Nun war guter Rat, besser gesagt ein Ausweg, im wahrsten Sinne des Wortes teuer. Bei einem kurz darauf stattfindenden Gespräch der Elternpaare – die beiden jungen Leute durften nicht daran teilnehmen – stand für einen Moment der Gedanke an den Gang zur Engelmacherin im Raum. Für einen sehr kurzen Moment, denn er wurde im nächsten Augenblick von beiden Frauen entrüstet verworfen. Von den Männern wollte später keiner dieses Wort in den Mund genommen haben.
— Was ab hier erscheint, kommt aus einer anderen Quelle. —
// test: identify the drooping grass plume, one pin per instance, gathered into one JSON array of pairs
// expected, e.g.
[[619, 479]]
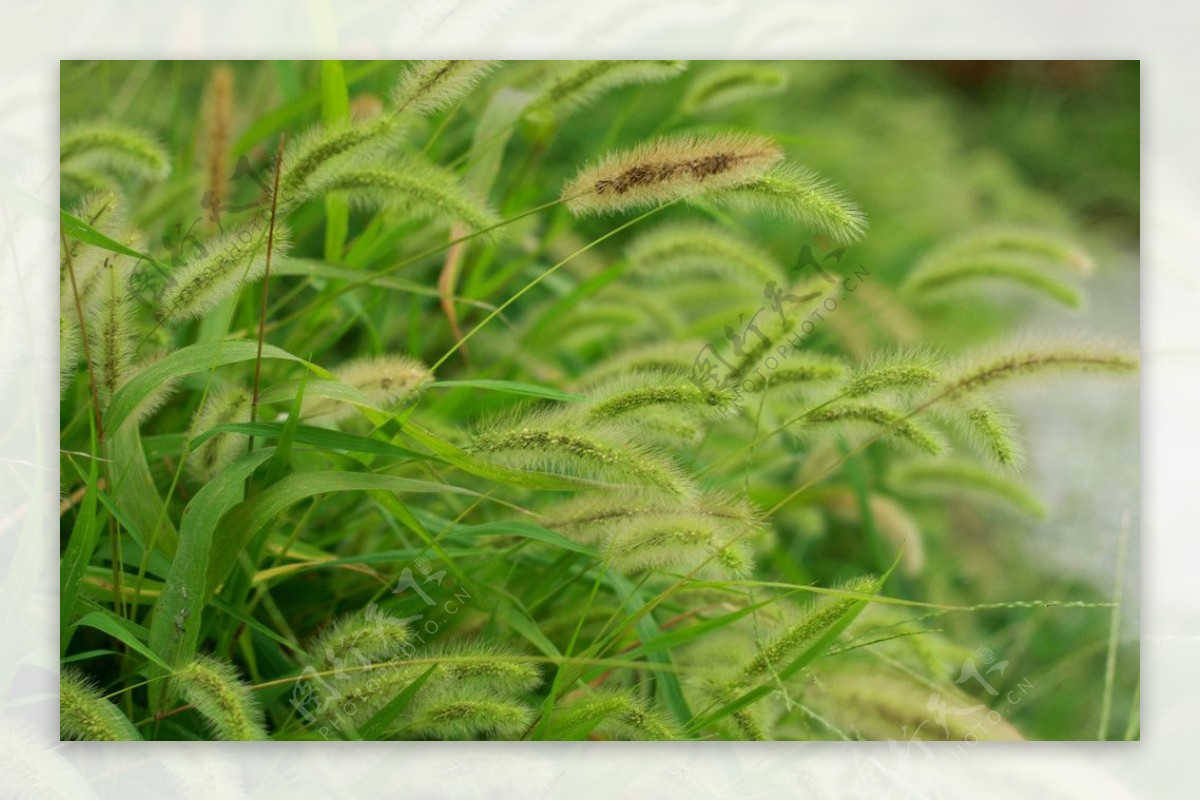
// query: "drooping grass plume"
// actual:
[[677, 248], [671, 356], [113, 146], [949, 271], [657, 534], [229, 263], [732, 83], [469, 716], [226, 404], [611, 715], [217, 115], [359, 694], [105, 211], [214, 688], [154, 401], [383, 380], [991, 431], [365, 637], [70, 348], [820, 616], [603, 452], [799, 369], [589, 519], [429, 86], [867, 700], [895, 426], [629, 396], [683, 544], [414, 187], [111, 325], [321, 146], [576, 84], [669, 169], [988, 371], [900, 371], [487, 666], [84, 714], [953, 477], [798, 193]]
Vater Salomon präsentierte daraufhin eine Lösung, die er sich schon zuvor sorgfältig überlegt zu haben schien. Da er zusagte, die finanzielle Seite dieses Planes zu übernehmen, ließ sich dieser flugs in die Tat umsetzen. Den Salomons fiel das nicht schwer, besaßen sie doch zwei große florierende Fertigungsateliers für feinste Damen- und Herrenkleidung.
Marlene verließ das Lyzeum nach Beendigung der Untersekunda und blieb in den folgenden Monaten daheim. Ein Vierteljahr später reiste sie zusammen mit ihrer Mutter in die Tschechei, ins schöne Marienbad. Ein verschwiegenes Privatsanatorium wurde für die nächsten beiden Monate ihr Zuhause. Dort brachte Marlene, mittlerweile siebzehn Jahre alt, ein kleines Mädchen zur Welt.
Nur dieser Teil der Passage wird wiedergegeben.